The transportation industry is undergoing what some have called a “once in one hundred years transition” as OEMs shift towards being mobility companies and oil majors becoming energy businesses by entering renewable power generation in a big way. OEMs have now seen the need to take a greater leadership role in unlocking innovation in the supply chain and maintaining momentum towards the future.
Mike Kunselman, business development manager of the Center for Quality Assurance (CQA) speaking on behalf of the IFC, provided an update on the development of IFC specifications during F+L Week 2022 in Bangkok, Thailand, on April 29. CQA develops and administers licensing and quality control programs for specification-driven industries. The company is the administrator for IFC, having performed a similar role with a variety of other organisations in the lubricants industry including the Top Tier Gasoline & Diesel programs and NLGI’s High-Performance Multiuse (HPM) grease program, and previously, GM’s dexos’ licensing program.
Kunselman advised delegates at F+L Week that the first two IFC specifications, GEO-1 and GEO-2, are now in final review. The OEM consensus draft has been communicated to individual affiliate members and the organisation is in the process of gathering and processing feedback.

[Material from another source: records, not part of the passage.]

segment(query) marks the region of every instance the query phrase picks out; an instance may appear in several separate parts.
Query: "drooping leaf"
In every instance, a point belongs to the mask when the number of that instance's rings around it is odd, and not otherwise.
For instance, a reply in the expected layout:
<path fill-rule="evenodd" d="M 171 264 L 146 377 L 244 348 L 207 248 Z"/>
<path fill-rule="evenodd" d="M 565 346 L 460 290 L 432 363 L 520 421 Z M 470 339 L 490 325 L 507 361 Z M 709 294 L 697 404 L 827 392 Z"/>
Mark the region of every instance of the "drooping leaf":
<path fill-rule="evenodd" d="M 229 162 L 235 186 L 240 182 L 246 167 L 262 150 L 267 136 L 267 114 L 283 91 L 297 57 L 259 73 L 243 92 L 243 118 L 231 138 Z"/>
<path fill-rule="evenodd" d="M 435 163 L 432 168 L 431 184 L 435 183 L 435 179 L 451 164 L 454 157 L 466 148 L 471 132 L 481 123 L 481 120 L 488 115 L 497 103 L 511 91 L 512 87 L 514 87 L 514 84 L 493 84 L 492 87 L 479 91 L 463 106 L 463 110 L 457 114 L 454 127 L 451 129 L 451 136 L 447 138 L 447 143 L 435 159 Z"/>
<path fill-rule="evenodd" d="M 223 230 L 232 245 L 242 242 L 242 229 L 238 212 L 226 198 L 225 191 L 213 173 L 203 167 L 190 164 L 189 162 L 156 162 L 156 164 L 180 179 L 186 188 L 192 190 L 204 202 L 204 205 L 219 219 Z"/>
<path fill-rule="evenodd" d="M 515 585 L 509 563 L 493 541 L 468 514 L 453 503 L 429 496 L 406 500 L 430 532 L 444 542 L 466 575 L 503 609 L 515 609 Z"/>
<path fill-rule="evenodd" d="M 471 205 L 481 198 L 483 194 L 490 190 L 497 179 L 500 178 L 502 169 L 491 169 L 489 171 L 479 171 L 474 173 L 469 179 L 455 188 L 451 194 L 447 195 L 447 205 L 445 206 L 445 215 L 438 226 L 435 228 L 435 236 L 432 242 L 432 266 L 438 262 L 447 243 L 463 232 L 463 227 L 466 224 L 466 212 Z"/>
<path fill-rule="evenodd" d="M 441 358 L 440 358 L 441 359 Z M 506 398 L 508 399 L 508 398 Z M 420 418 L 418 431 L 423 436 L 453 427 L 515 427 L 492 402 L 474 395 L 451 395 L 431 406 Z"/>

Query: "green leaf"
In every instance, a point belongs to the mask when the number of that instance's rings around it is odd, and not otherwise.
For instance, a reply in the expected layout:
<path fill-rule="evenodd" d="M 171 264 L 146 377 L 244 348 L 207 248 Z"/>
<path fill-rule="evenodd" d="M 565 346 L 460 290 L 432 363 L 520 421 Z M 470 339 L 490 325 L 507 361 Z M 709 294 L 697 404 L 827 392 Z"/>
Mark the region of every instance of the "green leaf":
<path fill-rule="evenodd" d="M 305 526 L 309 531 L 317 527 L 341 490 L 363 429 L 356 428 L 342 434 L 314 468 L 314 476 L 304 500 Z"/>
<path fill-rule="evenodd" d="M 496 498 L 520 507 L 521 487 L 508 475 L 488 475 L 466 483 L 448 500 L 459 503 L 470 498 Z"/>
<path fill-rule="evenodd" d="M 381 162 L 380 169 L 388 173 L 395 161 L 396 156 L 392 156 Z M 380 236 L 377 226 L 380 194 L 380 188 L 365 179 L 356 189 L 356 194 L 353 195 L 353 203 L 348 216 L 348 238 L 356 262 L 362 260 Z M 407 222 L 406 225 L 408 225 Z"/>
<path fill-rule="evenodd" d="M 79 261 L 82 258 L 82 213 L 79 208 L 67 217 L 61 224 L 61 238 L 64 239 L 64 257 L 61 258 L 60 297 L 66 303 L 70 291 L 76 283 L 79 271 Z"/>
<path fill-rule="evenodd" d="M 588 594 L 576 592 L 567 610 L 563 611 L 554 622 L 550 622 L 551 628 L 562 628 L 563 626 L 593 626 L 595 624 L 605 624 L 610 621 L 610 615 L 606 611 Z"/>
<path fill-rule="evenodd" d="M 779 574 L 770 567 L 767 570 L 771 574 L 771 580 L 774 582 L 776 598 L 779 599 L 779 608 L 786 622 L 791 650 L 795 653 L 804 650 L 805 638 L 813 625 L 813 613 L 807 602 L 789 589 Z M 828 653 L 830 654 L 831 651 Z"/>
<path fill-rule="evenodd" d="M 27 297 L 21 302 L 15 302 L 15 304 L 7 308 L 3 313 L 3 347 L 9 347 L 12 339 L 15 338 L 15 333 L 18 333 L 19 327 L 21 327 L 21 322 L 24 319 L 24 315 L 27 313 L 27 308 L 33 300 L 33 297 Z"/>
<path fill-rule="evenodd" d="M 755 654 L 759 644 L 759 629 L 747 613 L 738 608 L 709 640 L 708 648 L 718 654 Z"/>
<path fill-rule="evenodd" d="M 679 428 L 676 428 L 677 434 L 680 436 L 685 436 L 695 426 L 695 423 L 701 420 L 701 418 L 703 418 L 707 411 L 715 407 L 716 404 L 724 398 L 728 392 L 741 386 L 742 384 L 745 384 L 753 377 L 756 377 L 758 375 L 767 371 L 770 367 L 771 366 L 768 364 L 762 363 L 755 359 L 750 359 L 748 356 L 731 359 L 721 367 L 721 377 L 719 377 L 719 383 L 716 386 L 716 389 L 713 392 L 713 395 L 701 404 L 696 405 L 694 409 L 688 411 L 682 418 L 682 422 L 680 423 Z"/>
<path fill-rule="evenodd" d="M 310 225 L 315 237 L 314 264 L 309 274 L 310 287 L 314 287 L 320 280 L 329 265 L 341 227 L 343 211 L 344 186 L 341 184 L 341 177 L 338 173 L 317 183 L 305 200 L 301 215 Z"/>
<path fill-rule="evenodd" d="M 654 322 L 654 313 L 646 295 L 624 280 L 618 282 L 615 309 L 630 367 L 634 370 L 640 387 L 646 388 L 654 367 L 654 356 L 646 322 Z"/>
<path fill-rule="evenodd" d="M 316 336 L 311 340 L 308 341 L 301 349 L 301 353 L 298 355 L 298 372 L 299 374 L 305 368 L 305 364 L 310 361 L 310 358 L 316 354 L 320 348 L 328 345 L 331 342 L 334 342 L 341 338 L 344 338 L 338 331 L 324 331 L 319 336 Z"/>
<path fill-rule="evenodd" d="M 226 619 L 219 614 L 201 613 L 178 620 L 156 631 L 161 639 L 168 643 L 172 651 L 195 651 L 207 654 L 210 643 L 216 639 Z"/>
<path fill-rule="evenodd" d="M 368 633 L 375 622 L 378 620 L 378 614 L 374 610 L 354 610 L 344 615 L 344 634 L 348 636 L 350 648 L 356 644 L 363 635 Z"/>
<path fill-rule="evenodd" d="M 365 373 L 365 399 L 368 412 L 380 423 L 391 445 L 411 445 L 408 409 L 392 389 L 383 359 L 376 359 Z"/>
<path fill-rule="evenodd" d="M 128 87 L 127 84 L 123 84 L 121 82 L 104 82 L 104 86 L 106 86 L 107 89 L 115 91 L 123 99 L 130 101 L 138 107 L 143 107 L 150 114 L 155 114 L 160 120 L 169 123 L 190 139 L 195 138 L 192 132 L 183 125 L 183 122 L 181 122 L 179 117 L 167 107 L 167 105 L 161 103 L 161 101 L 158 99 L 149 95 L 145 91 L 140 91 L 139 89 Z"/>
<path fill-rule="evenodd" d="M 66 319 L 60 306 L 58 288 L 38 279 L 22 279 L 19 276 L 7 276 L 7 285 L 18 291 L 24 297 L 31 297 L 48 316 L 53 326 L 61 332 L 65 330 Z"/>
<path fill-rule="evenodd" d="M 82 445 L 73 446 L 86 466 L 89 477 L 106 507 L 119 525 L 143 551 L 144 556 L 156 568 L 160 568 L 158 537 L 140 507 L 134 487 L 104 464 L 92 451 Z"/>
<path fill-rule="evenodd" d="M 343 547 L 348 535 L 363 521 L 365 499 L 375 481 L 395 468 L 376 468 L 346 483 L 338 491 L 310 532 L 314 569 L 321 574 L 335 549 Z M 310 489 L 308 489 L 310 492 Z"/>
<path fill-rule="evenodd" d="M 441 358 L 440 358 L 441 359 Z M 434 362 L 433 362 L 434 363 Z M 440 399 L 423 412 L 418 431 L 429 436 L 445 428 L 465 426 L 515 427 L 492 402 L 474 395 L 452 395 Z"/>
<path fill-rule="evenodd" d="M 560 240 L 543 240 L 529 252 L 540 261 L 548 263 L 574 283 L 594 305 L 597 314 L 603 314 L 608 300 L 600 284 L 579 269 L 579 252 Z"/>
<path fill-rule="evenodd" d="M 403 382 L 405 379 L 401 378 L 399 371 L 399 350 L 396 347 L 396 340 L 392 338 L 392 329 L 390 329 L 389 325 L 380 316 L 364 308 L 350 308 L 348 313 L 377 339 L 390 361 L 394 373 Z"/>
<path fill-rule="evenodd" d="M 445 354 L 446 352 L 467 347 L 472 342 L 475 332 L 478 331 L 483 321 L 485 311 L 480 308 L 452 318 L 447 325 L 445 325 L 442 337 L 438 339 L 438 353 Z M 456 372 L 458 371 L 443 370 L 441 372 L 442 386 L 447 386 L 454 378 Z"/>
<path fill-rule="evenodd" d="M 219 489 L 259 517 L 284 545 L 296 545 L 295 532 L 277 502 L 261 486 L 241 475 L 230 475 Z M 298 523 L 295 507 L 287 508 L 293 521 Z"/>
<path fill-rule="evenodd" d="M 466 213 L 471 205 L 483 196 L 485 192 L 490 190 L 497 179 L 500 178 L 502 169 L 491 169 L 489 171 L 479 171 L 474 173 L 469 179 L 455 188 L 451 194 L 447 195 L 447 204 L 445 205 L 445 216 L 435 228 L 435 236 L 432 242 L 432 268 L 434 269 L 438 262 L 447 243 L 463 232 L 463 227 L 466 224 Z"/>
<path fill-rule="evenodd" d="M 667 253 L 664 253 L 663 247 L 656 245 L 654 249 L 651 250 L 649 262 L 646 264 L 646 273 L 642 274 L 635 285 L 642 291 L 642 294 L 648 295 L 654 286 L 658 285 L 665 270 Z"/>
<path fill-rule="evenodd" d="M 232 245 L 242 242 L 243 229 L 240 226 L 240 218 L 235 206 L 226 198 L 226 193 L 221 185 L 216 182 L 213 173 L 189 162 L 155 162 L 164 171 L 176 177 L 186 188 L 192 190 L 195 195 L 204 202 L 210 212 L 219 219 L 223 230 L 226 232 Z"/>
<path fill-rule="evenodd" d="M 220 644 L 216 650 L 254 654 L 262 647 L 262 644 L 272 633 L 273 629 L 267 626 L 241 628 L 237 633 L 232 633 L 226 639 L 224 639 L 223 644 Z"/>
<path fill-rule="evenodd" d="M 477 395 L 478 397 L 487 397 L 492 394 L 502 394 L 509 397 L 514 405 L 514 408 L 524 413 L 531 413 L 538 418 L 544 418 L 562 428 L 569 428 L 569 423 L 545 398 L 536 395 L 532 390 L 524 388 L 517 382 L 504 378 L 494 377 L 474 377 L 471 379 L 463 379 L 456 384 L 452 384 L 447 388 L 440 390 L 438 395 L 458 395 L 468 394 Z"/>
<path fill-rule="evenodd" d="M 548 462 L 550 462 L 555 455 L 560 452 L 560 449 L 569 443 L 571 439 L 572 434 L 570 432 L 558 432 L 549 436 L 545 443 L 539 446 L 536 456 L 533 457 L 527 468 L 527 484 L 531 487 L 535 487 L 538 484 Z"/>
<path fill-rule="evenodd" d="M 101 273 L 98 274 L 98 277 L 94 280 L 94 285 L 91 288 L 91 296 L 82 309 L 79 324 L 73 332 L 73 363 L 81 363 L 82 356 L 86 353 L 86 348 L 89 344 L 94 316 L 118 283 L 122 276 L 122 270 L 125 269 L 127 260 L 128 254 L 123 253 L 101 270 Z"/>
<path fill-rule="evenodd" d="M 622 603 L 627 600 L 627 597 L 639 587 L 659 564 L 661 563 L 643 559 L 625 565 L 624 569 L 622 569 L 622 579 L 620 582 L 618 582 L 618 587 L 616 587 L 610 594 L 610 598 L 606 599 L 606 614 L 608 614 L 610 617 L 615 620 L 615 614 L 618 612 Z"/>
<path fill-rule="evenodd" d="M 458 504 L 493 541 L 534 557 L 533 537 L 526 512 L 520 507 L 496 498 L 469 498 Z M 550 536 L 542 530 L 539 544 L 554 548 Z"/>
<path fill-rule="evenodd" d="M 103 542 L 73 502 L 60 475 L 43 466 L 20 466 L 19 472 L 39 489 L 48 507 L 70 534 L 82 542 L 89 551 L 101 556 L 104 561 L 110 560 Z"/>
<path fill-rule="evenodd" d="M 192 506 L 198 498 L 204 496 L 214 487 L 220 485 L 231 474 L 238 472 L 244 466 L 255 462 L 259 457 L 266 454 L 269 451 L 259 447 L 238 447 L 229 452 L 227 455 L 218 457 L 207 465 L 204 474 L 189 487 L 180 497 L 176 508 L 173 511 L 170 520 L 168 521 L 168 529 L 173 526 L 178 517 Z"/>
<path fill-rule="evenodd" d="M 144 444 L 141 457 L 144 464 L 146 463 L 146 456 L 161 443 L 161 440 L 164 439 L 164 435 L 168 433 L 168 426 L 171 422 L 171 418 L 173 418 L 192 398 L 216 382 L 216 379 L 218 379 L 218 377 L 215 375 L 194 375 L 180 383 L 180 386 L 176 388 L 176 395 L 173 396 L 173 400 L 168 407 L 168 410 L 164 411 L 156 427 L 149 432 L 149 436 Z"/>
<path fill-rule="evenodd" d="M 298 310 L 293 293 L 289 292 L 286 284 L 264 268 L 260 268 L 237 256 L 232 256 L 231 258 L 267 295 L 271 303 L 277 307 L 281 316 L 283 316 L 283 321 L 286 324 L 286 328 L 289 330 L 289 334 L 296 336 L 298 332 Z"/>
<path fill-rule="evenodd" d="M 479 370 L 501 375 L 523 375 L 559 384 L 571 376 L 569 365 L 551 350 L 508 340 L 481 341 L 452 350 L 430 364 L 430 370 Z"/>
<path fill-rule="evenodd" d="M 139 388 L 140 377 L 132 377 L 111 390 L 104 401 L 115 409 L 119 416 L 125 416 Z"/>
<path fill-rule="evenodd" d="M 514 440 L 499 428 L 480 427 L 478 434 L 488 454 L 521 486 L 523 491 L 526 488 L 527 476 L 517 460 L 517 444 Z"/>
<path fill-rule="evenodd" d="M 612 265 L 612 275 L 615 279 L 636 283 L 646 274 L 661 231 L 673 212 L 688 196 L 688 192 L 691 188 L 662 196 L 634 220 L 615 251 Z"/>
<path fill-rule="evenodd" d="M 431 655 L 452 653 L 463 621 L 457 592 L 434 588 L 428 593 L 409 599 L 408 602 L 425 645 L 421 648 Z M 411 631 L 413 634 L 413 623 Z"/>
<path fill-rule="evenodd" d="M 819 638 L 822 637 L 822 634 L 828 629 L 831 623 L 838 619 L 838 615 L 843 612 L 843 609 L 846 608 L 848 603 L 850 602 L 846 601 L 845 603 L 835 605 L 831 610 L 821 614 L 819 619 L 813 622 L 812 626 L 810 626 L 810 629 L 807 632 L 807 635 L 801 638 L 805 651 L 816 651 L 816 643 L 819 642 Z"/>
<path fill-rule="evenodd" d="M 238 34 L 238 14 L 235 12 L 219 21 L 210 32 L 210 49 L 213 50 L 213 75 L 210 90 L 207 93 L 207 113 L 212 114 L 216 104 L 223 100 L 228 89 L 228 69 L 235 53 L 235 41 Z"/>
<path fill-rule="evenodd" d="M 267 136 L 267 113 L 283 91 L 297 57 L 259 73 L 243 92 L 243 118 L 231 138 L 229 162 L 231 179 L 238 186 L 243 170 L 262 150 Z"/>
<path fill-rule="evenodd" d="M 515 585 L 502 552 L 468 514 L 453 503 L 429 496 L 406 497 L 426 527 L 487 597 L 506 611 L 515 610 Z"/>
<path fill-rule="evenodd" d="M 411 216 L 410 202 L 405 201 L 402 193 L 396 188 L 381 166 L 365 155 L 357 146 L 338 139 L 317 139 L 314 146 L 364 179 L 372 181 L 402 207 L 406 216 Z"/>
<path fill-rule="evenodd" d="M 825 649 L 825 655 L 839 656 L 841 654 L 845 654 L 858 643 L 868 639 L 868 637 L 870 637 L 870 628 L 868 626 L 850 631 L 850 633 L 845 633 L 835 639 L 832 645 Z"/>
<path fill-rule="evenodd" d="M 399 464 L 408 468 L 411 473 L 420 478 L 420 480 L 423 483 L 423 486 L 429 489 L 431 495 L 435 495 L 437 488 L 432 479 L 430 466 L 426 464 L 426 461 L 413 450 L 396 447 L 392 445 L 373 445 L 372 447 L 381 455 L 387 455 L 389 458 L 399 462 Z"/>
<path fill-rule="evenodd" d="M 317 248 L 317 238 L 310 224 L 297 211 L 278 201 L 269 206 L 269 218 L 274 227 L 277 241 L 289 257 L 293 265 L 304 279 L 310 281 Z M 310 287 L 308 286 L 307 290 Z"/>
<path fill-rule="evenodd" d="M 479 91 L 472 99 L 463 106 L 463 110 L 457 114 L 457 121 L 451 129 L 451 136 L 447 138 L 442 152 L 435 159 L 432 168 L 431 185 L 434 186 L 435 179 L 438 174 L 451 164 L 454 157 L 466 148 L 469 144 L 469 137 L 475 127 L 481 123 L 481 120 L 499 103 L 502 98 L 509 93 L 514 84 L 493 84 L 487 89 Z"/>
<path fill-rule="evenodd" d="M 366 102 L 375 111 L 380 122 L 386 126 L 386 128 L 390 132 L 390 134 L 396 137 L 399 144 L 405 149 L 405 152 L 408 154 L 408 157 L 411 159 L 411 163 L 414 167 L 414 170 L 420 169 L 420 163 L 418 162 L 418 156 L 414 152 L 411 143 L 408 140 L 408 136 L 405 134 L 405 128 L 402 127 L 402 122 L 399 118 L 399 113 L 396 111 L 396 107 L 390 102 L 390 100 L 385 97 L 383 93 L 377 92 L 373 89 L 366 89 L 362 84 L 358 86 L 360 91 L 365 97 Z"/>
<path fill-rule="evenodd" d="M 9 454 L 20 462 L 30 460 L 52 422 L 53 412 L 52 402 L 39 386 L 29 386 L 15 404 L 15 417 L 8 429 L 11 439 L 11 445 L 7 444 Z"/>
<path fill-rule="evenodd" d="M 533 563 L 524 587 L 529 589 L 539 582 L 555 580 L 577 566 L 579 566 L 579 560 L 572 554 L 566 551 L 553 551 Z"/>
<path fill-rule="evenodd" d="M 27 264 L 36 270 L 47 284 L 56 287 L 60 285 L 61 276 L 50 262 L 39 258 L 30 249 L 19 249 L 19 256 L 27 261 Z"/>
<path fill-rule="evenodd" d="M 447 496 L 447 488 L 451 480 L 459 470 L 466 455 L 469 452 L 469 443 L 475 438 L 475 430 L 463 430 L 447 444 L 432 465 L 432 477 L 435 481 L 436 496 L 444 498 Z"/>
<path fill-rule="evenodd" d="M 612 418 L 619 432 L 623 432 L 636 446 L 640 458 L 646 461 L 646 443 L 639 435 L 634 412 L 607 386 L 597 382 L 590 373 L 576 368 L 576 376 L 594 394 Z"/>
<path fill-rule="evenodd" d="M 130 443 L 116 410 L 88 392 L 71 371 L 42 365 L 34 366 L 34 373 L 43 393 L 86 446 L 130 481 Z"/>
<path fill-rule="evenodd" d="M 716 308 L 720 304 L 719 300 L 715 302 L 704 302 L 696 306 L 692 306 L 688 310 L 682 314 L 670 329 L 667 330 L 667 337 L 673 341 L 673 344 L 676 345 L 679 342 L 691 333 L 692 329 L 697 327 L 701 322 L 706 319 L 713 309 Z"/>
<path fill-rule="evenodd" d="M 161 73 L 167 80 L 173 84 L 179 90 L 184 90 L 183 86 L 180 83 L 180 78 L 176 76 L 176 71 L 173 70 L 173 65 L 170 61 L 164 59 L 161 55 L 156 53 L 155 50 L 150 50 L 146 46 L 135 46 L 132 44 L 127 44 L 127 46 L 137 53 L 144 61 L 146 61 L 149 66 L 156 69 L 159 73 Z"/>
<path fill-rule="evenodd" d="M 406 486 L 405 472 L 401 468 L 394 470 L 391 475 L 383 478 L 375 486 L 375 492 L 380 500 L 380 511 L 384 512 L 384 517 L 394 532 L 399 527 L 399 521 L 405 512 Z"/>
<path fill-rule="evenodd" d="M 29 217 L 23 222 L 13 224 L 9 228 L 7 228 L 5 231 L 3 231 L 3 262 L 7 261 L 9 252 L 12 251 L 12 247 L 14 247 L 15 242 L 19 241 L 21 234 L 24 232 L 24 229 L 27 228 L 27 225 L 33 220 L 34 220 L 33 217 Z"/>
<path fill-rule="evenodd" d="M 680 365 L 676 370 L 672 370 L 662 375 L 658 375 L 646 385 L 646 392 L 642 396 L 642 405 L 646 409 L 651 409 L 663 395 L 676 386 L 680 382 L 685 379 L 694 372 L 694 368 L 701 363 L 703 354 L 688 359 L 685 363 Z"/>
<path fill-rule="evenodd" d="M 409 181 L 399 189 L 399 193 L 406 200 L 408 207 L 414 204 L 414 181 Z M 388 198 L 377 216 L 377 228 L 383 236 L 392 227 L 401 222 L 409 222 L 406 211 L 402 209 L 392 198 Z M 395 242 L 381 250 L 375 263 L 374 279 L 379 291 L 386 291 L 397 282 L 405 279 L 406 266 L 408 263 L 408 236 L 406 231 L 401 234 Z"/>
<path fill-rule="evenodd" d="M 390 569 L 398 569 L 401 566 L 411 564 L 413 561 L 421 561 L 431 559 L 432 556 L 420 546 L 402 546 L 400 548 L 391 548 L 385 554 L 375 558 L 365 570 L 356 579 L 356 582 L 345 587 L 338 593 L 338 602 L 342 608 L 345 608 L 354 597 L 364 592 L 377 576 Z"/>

The GEO-1 and GEO-2 specifications are automotive engine oils for light-duty internal combustion engines with multigrade viscosity from SAE 10W-30 to 0W-8. GEO-1 serves the existing vehicle parc, whereas GEO-2 is suitable for fossil-fuelled light-duty vehicles equipped with gasoline particulate filters and has application for vehicles of the future. To ensure a smooth transition to IFC specifications, the performance standards are written by harmonising existing regional specifications, such as JASO’s GLV-1 and ILSAC’s GF-6A and GF-6B.
Kunselman also discussed the IFC roadmap and the importance of standardisation as the industry looks to identify future performance requirements for electrified vehicles.